Though tracking citation of articles and secondary sources in a journal like the AHR would really illuminate networks of influence, interest, and argument, I'm more interested in how historians use archival sources. This is especially important given that the bibliometric wizards at big publishing companies like Elsevier and Proquest have done a decent job at figuring out article and book citations and linking them together, but with much less success with archival sources.

I extracted data on archival sources from 16 of the 17 feature articles in the five AHR issues for 2013 [1]. The authors of these pieces did not disappoint, citing 66 different archives and libraries located in 54 different cities from Berkeley to Sarajevo to Zanzibar [2].
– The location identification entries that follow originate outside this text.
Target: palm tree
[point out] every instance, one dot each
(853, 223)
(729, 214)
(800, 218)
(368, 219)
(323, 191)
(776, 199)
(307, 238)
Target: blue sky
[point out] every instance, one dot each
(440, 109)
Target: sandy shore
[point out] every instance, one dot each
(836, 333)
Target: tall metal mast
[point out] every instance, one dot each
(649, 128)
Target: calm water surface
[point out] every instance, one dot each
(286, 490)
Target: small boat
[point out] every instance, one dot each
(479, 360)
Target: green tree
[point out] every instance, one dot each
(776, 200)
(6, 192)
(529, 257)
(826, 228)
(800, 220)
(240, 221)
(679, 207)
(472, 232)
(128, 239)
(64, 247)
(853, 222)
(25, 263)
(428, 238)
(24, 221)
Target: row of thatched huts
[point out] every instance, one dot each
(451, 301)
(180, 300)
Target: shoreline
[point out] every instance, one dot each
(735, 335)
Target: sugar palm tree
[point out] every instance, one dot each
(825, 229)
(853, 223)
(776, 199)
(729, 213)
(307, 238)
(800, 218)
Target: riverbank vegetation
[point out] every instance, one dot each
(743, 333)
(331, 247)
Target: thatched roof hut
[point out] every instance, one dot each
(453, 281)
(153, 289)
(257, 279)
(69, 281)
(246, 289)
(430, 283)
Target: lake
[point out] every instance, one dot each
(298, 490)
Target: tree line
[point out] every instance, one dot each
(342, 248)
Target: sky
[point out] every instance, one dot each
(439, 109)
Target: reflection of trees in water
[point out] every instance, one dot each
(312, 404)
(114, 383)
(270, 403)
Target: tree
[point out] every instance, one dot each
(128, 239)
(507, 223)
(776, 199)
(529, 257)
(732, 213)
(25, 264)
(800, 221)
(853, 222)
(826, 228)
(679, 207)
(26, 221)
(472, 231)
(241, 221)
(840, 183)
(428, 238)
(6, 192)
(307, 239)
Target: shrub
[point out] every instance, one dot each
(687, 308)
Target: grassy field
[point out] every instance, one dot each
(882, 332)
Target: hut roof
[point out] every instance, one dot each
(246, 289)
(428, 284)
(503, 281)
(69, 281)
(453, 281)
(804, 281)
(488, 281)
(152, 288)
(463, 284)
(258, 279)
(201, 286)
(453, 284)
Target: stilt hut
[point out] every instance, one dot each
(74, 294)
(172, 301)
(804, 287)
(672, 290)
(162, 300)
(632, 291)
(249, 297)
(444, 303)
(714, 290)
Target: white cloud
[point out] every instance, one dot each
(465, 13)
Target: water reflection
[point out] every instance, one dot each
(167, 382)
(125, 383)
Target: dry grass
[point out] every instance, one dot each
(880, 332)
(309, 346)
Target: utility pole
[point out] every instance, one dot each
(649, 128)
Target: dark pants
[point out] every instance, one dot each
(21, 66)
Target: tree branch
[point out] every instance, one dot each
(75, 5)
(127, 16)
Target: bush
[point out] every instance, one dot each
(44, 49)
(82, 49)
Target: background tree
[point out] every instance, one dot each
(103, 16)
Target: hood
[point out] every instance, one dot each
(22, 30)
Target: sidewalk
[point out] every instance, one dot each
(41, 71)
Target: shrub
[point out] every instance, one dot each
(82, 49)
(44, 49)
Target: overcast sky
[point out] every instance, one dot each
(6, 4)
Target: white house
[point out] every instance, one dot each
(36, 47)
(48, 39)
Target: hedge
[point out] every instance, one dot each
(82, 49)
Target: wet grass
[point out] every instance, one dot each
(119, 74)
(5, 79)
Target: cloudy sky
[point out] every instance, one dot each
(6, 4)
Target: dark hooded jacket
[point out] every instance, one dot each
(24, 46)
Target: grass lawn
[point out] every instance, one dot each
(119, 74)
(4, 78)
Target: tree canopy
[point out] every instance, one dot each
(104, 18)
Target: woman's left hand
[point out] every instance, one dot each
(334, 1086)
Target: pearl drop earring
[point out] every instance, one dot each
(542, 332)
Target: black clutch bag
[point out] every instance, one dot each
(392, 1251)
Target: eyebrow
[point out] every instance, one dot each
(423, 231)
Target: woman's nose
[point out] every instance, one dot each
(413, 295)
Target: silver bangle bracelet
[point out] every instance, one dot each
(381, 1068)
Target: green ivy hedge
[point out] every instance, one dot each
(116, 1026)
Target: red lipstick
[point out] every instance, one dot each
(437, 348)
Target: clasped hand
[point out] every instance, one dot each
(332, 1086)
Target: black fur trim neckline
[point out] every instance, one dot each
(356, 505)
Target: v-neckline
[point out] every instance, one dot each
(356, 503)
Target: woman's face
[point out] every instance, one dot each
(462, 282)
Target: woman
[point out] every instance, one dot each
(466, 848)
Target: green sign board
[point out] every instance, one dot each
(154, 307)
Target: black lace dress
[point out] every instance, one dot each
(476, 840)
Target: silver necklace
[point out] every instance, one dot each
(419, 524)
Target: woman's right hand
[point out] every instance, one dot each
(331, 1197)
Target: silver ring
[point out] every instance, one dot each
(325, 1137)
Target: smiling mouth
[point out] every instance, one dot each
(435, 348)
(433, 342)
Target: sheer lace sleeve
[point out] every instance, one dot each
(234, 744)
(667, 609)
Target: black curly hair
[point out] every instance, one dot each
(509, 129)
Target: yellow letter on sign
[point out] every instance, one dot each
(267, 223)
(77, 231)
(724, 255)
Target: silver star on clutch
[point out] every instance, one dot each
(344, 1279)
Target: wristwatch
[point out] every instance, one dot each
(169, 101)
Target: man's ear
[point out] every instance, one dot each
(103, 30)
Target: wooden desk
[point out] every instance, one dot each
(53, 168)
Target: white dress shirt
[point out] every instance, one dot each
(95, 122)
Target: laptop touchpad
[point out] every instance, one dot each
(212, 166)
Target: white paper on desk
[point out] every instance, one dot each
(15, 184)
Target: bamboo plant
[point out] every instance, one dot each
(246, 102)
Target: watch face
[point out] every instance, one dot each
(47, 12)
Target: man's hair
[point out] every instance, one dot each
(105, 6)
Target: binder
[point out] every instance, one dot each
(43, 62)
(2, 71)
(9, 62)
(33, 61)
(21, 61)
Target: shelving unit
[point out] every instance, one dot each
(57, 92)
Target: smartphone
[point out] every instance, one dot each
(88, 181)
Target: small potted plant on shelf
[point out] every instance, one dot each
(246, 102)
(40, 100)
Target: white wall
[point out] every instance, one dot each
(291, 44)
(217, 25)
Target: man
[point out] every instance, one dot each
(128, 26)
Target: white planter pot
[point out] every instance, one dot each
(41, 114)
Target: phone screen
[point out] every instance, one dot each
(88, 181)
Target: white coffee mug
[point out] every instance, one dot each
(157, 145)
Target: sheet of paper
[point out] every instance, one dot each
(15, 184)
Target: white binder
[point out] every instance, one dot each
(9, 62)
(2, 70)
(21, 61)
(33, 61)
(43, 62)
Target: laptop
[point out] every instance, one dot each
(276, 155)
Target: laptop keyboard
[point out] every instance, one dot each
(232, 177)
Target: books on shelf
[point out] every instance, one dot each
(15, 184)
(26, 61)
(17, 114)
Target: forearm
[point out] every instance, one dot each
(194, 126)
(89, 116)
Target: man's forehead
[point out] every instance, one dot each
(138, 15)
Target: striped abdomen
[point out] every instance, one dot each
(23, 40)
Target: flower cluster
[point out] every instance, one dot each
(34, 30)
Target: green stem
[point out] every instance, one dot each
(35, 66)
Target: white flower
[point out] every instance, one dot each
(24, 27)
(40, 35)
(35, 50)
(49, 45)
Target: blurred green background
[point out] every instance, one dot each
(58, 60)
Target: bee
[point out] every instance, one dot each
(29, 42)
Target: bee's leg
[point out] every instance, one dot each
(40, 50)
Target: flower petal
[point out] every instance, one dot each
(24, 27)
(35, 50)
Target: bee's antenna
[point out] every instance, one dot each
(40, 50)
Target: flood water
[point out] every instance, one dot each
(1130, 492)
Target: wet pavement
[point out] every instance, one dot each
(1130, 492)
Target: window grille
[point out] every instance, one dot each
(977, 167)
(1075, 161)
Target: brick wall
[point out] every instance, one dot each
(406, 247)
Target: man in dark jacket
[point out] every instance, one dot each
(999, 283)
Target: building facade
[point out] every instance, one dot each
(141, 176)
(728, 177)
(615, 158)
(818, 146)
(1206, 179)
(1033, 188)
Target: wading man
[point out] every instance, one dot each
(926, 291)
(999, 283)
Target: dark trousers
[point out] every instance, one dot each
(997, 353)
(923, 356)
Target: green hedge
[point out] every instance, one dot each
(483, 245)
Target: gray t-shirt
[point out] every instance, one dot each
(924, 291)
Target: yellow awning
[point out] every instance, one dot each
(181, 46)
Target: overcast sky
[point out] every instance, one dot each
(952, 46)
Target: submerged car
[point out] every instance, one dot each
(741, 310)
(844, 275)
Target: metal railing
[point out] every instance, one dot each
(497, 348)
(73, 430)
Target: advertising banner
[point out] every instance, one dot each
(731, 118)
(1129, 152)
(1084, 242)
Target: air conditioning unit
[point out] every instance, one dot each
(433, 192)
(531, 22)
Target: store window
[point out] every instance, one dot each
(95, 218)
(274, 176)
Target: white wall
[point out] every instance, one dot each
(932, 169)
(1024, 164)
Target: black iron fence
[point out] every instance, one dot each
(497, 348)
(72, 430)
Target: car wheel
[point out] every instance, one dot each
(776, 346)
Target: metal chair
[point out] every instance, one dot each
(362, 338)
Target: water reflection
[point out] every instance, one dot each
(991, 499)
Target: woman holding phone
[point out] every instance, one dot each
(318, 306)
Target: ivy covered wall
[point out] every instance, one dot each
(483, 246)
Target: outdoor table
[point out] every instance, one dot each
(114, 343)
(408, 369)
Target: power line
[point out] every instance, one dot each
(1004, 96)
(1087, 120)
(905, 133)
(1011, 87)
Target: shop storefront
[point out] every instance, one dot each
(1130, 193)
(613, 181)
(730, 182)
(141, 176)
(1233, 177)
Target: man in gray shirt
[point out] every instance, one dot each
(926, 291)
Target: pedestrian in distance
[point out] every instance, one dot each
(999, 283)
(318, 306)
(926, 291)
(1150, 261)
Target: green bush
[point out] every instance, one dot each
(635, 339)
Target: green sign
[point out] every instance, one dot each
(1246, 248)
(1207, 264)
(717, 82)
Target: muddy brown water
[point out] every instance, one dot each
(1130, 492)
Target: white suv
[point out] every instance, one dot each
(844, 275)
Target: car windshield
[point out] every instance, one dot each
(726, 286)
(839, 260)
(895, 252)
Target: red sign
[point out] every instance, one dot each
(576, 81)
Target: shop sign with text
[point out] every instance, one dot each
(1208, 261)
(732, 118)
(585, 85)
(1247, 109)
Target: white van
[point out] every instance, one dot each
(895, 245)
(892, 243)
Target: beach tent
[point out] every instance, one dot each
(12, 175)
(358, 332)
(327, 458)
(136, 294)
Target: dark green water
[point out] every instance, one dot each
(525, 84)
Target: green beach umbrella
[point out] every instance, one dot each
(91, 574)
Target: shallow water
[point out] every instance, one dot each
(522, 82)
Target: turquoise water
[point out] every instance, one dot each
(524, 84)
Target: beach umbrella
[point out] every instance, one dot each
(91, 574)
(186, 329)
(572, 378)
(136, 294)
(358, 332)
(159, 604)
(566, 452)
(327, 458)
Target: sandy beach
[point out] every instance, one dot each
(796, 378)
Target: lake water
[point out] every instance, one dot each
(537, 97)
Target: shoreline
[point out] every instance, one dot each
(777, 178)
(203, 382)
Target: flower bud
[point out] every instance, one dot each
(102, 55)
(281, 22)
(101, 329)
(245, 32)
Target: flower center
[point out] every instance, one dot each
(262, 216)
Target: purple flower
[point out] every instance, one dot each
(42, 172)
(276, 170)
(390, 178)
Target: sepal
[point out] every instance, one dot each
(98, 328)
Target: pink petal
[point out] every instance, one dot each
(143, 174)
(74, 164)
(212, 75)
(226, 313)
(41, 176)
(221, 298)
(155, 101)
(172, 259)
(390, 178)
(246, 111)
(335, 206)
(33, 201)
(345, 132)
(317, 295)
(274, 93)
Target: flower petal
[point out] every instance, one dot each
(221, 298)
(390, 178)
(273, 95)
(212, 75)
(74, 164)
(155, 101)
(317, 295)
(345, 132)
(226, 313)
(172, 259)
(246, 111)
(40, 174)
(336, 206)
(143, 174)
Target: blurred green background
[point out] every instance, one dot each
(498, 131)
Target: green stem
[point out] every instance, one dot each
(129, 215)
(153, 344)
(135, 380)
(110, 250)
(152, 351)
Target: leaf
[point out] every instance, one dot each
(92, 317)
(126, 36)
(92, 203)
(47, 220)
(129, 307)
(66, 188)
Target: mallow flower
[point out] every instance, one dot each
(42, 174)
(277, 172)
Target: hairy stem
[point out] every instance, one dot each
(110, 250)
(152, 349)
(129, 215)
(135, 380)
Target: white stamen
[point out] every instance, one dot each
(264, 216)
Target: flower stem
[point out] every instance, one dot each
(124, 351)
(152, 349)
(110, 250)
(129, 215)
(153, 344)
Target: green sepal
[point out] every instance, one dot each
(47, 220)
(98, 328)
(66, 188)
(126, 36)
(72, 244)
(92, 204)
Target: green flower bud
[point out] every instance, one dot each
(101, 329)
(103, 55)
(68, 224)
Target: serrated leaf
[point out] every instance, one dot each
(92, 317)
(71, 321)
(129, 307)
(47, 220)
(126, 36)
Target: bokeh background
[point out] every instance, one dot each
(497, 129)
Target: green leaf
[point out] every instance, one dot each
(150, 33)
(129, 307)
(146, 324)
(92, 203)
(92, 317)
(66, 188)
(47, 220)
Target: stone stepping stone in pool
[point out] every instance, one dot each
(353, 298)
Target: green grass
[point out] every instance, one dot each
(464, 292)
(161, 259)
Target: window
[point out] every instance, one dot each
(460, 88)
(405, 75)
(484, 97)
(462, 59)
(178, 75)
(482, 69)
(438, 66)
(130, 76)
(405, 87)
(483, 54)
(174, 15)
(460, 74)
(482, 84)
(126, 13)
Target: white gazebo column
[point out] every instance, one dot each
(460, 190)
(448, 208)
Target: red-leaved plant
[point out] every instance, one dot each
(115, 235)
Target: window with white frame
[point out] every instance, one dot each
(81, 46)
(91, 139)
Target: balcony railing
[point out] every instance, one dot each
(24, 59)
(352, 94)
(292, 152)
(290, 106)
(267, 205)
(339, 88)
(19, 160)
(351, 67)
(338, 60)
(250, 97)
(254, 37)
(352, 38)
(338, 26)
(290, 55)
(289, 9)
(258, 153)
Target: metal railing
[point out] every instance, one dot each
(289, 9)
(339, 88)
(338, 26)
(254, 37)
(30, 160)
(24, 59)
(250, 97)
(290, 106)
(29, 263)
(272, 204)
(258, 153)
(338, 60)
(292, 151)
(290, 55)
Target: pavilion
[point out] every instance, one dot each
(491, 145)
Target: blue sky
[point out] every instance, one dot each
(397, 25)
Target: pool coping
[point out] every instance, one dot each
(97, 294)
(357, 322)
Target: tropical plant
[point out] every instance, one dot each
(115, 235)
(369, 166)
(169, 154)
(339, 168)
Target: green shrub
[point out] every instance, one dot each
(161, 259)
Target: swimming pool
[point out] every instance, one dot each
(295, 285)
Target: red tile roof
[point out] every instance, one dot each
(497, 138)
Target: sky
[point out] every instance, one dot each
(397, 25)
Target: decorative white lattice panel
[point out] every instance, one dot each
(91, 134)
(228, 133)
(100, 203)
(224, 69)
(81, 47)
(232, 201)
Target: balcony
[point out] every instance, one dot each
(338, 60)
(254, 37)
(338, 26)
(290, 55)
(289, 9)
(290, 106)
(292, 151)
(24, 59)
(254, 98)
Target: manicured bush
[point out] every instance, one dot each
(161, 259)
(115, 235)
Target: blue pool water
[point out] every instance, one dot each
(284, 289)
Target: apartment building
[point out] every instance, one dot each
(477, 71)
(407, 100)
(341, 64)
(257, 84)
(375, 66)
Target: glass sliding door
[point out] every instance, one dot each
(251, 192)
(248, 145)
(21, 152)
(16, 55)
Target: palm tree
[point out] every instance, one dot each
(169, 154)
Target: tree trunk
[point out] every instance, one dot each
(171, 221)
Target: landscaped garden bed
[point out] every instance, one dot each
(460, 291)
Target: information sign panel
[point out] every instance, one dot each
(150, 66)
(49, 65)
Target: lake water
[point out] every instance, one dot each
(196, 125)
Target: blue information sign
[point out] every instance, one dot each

Location of Archives and Libraries cited in 2013 AHR articles [Interactive map]
Despite disparate topics and the relatively random assortment of scholars and articles across the year's issues (as far as I can tell none of the articles were grouped in 'theme' issues) there were several nodes of archival overlap.

Archives used by multiple 2013 AHR authors

Obviously one year of the AHR is a pretty weak sample but I suspect the pattern established would hold across a wider swath of the journal - i.e. an impressive array of geographically dispersed archives based on the focus of particular authors as well as a concentration of overlapping citation from the major state and university archives and libraries of Europe and North America. Along these lines I would be curious to see how the influence of particular archives have waxed and waned over the years in the profession, I imagine that a select number of repositories (NARA, the UK national archives, the British Library, Library of Congress, the BN in Paris, various German archives, etc.) have long been dominant across geographic and temporal fields given the institutional makeup of the historical profession but I would also be surprised if the dominance of these central archives haven't decreased given methodological and theoretical shifts in the discipline since the 1970s.

This question though speaks to the point in writing this piece. Doing such an analysis of the AHR or any historical journal across the last 50 or 100 years would be extremely difficult (at least for me) given both the available formats of back-issues of electronic journals as well as the way we as historians cite archival sources. The first point is the easier to address. Looking at citations in the 2013 AHR was relatively easy given the availability of all but one of the featured articles in HTML with their notes arranged in one clump at the end for easy scraping. For older issues of the journal only OCR'd PDFs are available which make precise scraping of just footnotes a bit more complex [3].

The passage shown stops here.